After Thursday morning’s flurry of headlines, the Government has let it be known that any steps to lift the lockdown will be “modest, small and incremental’. But is the Government striking the right balance between the need for prudence to avoid a massive resurgence in the epidemic and the urgency of phasing out a lockdown as the dramatic human, social and economic consequences are becoming more visible by the day? Of course, should a treatment be identified within the next few weeks, as is indeed possible, this would change everything and would allow the lockdown to be fully lifted much faster, but we are not there yet.
So the key now is to assess three issues honestly and dispassionately: the cost/benefit of maintaining residual restrictions, the acceptability of an increase in fatalities as a result of a lockdown easing, and the challenge of a second wave.
Covid-19 is a disease that threatens older people much more than younger ones. The average age of the 29,000 people dying from Covid-19 as of 6th May is over 70. Over half are above 80 and only 8% under sixty. Just one in a hundred is below 40 years of age. If you are below the age of 50 and get infected the risks of death are just 1 in 650, and less if you are healthy. These numbers, estimated by researchers at Imperial College, don’t take into account that 19 out of 20 victims also have a pre-existing condition.
So yes, this disease is very nasty and can kill people of all ages, but so do many other diseases. (Living is dangerous!).
Can we continue to impose restrictions on an entire population of mostly healthy people of working age in order to protect much older people who are often not healthy and for whom can be put in place better targeted protection and support. Thanks
The normal approach of the National Institute for Health and Care Excellence (NICE), when assessing the cost-benefit of a treatment to tackle an illness, would be to measure the so- called “Quality, Adjusted, Life, Years”; QALY. A treatment is considered cost-effective only if its cost is less than the “value” of the number of “years” of good health that the patient will enjoy as a result. Under current guidelines we understand that the value of one year of good health is considered to be between £30,000-£50,000.
Given the profile of a typical Covid-19 victim (aged over 70) and considering that average life expectancy is 80.7 years (based on the 60/40 male to female ratio, typical of Covid patients), a successful outcome would be to extend the average patient’s life by 10.7 years. Adjusting this number for co-morbidity, and it’s anywhere between 9-9.5 years. In monetary terms, following the normal methodology used by health care economists and by NICE, this means an average benefit of very roughly £400,000 for each person saved.
In contrast, under the full lockdown the economic loss is estimated at 30% of capacity. Even if the loss is only 10%, this implies a £20 billion/month loss to the economy.
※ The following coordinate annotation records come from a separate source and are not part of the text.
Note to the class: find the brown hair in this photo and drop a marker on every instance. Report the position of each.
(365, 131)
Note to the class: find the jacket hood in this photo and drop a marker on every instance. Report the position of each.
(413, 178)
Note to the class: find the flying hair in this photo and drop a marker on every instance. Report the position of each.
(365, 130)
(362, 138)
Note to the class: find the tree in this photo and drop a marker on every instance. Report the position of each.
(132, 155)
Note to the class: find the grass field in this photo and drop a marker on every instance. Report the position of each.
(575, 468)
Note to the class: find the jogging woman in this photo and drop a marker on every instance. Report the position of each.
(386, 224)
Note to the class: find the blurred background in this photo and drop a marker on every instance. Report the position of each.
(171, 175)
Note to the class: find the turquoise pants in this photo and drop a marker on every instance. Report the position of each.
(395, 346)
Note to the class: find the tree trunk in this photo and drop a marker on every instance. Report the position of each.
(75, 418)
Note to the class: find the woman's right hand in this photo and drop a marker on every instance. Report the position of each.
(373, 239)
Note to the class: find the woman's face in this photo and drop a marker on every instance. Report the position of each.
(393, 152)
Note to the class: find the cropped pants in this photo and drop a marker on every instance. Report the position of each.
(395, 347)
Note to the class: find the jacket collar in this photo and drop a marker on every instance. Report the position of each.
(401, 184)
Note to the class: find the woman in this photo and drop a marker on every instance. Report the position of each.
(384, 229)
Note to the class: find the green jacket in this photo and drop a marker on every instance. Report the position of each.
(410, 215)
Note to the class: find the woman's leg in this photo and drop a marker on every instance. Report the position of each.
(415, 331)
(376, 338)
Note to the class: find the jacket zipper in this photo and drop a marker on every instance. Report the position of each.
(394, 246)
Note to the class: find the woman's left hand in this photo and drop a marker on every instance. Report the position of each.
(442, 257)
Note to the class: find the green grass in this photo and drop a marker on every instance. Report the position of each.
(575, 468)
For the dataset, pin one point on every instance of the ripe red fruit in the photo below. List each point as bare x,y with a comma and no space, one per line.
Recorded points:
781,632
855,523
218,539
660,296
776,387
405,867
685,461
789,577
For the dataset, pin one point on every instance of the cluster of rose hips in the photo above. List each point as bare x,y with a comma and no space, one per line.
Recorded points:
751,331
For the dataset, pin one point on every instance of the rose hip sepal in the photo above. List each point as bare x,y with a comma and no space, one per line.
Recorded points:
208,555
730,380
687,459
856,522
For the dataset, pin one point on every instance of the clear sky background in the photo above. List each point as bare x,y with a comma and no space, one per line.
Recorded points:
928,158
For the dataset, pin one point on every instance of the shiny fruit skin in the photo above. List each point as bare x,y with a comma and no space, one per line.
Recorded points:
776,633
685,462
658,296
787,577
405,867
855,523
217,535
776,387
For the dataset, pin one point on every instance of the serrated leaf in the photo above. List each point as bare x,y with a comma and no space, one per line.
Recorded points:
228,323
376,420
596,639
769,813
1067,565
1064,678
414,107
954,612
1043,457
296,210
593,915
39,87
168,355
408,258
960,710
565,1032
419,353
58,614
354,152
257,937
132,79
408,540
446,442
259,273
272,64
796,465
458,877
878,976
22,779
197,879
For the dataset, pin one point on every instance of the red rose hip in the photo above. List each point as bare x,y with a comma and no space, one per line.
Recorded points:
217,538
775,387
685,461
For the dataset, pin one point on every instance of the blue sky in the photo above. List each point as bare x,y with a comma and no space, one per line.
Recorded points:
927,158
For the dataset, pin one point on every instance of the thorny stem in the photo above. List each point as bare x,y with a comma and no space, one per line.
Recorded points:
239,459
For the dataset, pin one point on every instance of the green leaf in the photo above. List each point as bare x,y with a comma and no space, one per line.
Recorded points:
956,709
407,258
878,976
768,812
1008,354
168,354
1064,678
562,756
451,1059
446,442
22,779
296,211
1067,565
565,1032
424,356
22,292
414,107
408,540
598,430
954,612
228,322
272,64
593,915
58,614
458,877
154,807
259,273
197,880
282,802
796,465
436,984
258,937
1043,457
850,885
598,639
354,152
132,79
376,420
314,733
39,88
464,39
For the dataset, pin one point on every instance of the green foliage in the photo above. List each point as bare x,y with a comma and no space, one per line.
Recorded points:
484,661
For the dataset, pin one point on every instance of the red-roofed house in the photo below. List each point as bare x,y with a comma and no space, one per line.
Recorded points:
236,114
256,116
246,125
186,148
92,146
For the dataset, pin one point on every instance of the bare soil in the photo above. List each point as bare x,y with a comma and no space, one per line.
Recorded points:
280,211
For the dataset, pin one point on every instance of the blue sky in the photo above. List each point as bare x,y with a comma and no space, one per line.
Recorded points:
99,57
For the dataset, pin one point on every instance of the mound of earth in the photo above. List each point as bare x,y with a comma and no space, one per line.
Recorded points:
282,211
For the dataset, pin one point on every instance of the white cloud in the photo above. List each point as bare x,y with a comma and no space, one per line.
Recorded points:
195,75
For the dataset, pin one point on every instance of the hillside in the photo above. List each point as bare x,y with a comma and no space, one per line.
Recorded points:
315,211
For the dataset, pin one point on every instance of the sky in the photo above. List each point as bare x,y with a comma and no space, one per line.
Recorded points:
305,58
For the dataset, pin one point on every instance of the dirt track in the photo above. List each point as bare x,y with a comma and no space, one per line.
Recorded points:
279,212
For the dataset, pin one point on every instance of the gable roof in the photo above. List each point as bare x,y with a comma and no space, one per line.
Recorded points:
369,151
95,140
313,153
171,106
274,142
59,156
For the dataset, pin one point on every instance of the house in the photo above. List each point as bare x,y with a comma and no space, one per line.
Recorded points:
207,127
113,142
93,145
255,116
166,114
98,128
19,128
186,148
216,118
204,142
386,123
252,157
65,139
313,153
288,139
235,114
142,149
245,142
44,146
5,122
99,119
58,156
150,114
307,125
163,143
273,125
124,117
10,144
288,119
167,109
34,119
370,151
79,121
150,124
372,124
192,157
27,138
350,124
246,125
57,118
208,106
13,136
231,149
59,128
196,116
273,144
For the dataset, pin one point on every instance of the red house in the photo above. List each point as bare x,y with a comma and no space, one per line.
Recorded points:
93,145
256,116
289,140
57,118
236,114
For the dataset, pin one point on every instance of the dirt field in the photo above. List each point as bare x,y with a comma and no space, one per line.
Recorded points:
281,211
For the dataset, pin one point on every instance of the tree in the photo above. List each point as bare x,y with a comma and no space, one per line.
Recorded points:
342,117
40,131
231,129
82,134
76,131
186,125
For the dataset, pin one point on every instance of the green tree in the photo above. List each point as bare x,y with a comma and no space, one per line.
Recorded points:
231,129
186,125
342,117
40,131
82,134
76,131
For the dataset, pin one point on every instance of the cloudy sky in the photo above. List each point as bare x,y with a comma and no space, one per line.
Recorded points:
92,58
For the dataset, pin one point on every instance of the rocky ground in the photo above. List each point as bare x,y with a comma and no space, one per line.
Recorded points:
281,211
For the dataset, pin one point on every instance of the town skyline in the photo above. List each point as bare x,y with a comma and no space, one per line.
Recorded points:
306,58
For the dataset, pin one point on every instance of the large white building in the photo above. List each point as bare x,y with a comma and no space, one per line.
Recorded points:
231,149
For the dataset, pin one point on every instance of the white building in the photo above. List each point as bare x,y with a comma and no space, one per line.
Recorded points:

In order to justify such losses using the cost-benefit approach outlined above, we would need to be avoiding more than 1600 deaths a day. Furthermore, these would need to be the number of lives saved outside care homes since, with adequate precautions by staff and families, the residents in care homes are de facto lock-downed anyway, whatever is happening outside.
Considering that, at its peak, the maximum number of Covid deaths per day was less than 1000 this simply doesn’t add up. Reduce the economic impact of residual restrictions to 5% and you still need to be ‘saving’ 800 or so deaths every day, outside care homes, in order to justify incurring such a cost in purely economic terms.
Of course to consider cost-benefit in this way is hugely discomforting, but the orders of magnitude are such that when applying anything approaching the same methodology that governments normally use to make such decisions, it is very difficult to justify maintaining restrictions that continue to have a negative impact on the economy.
What’s more, not all restrictions need to be lifted immediately and sensible precautions can still be taken to protect the vulnerable, so long as they do not hamper the ability of the economy to recover and the ability of the not-so-vulnerable to return to a more normal life.
This means lifting restrictions not just on larger companies and essential services, but also for most retail, personal services and small businesses that ultimately form the back bone of the economy.
Easing the lockdown will inevitably lead to an increase in the number of cases and possibly to an increase in the number of deaths, but while epidemics often come in waves the risk of an unmanageable Covid second wave is overblown.
The Spanish Flu is often quoted as a precedent, but it is a bad one. The first wave came against the backdrop of the ‘Great War’ and when it returned – facilitated by large troop movements, a lack of sanitation and few resources as a result of the War – it did indeed result in millions of deaths. The situation today, however, is very different. We are prepared for a second wave. The NHS has demonstrated that it can cope and we now have increased testing and infection tracing and much greater public awareness to manage infection. This is not Autumn 1918.
While the desire to place the protection of any human life above all else is wholly laudable, the Government must take a more holistic view – after all the destruction of our economy and the challenges to the physical and mental health of our wider population as a result of lockdown does also – every bit as certainly – costs lives.
It is time now to put things in perspective and evaluate more clearly these trade-offs. While guided by the science, the decisions are political and ultimately they must be taken dispassionately by political leaders with vision and courage, without falling hostage to group-think or political correctness. In the longer term, the public will punish any other approach.